Not long ago(March 2012), I bought a book titled "Who's #1?: The Science of Rating and Ranking" by Amy Langville and Carl Meyer. These are the same authors who wrote about Google's pagerank. The book gives a good introduction to Rating and Ranking, which is pretty much scoring. The primary focus is on sports teams but the mathematical methods could be applied to many other fields as mentioned by the authors. The book also talks about how Qbert is related to ranking.

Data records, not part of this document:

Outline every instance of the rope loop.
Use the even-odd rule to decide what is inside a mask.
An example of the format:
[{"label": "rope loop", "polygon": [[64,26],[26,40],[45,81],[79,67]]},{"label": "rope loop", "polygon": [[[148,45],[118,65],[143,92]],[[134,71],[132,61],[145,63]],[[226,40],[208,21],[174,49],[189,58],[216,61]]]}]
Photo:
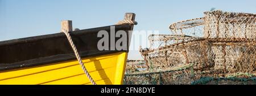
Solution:
[{"label": "rope loop", "polygon": [[81,67],[82,67],[82,70],[84,71],[84,72],[86,75],[87,77],[88,77],[89,80],[90,80],[90,82],[92,82],[93,85],[96,85],[96,83],[94,82],[93,79],[92,78],[92,76],[89,74],[88,71],[87,71],[87,69],[86,69],[84,65],[84,63],[82,61],[82,59],[81,59],[81,56],[79,55],[79,53],[77,51],[77,50],[76,49],[76,46],[75,45],[74,43],[73,42],[73,41],[72,40],[71,36],[69,34],[69,33],[68,33],[68,31],[66,30],[64,30],[63,33],[65,33],[65,34],[67,36],[67,38],[68,40],[68,41],[69,42],[69,44],[71,45],[71,47],[73,49],[73,50],[74,51],[75,55],[76,55],[76,58],[77,59],[77,60],[79,62],[79,64],[80,64]]}]

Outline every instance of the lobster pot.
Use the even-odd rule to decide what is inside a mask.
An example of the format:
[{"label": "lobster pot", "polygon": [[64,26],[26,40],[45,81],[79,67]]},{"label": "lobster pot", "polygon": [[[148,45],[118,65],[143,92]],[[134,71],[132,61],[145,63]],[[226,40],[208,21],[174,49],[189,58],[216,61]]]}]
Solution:
[{"label": "lobster pot", "polygon": [[256,41],[256,15],[214,11],[205,12],[204,15],[204,38]]},{"label": "lobster pot", "polygon": [[256,71],[256,43],[212,43],[214,68],[224,73],[253,73]]}]

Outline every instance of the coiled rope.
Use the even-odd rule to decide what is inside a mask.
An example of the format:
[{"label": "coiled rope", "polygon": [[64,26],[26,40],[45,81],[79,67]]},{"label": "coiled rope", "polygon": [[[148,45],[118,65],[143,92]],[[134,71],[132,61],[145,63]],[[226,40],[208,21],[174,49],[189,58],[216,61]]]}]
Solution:
[{"label": "coiled rope", "polygon": [[92,76],[90,75],[90,74],[89,74],[88,71],[87,71],[86,69],[85,68],[85,67],[84,65],[84,63],[82,63],[82,59],[81,59],[81,56],[79,55],[77,50],[76,49],[76,46],[75,46],[74,43],[73,42],[73,41],[71,38],[71,36],[70,36],[69,33],[68,33],[68,32],[67,32],[66,30],[64,30],[63,32],[66,35],[68,40],[68,41],[69,42],[69,44],[71,45],[71,47],[72,47],[73,50],[74,51],[75,55],[76,55],[76,58],[79,62],[79,64],[80,64],[81,66],[82,67],[82,69],[84,71],[84,73],[86,75],[87,77],[88,77],[90,82],[92,82],[92,84],[93,85],[96,85],[96,83],[94,82],[93,79],[92,78]]}]

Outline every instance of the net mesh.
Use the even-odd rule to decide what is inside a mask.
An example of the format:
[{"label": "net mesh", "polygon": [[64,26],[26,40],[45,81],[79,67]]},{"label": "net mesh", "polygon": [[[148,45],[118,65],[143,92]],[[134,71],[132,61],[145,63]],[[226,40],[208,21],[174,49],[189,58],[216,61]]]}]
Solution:
[{"label": "net mesh", "polygon": [[125,84],[256,84],[255,15],[204,14],[171,24],[173,35],[150,36],[144,69],[126,73]]}]

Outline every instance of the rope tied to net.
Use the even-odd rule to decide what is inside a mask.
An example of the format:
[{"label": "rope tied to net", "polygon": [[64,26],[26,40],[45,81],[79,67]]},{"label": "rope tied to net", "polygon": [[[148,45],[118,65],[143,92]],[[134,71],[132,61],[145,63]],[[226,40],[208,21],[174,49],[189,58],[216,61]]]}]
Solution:
[{"label": "rope tied to net", "polygon": [[135,21],[133,20],[123,20],[119,21],[116,25],[121,25],[123,24],[133,24],[133,25],[137,25],[138,23]]},{"label": "rope tied to net", "polygon": [[79,62],[79,64],[81,65],[82,70],[84,71],[84,72],[86,75],[87,77],[88,77],[89,80],[90,80],[90,82],[93,85],[96,85],[96,83],[93,80],[93,79],[92,78],[92,76],[89,74],[88,71],[86,69],[84,65],[84,63],[82,61],[82,59],[81,59],[81,56],[79,55],[79,52],[77,51],[77,50],[76,49],[76,46],[75,45],[74,43],[73,42],[73,41],[71,38],[71,36],[70,36],[69,33],[68,33],[68,31],[66,30],[64,30],[63,33],[65,33],[65,34],[67,36],[67,38],[68,40],[68,41],[69,42],[69,44],[71,45],[71,47],[73,49],[73,50],[74,51],[75,55],[76,55],[76,58],[77,59],[77,60]]}]

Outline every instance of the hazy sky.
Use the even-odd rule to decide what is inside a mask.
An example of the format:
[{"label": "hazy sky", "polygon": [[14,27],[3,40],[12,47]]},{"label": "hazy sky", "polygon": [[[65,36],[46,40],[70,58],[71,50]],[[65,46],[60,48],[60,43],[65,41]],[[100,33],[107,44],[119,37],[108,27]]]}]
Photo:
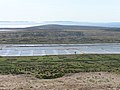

I love the book.
I thought that I would post a partial list of the uses of scores/rating/ranking applications:

  • Products (Amazon)
  • Services
  • Political Candidates
  • Web pages (Google's pagerank)
  • Sales quality or sales location
  • Sales channels 
  • Customer loyalty
  • Sports teams
  • Car Routes ( based on speed, season and etc )
  • Preferred Businesses
  • Tourist destinations
  • Business Operational Performance to meet some minimum requirement.
  • Customer Preferences
  • Personal Recommendation for up sale
  • Clicks (useful clicks OR fraud clicks)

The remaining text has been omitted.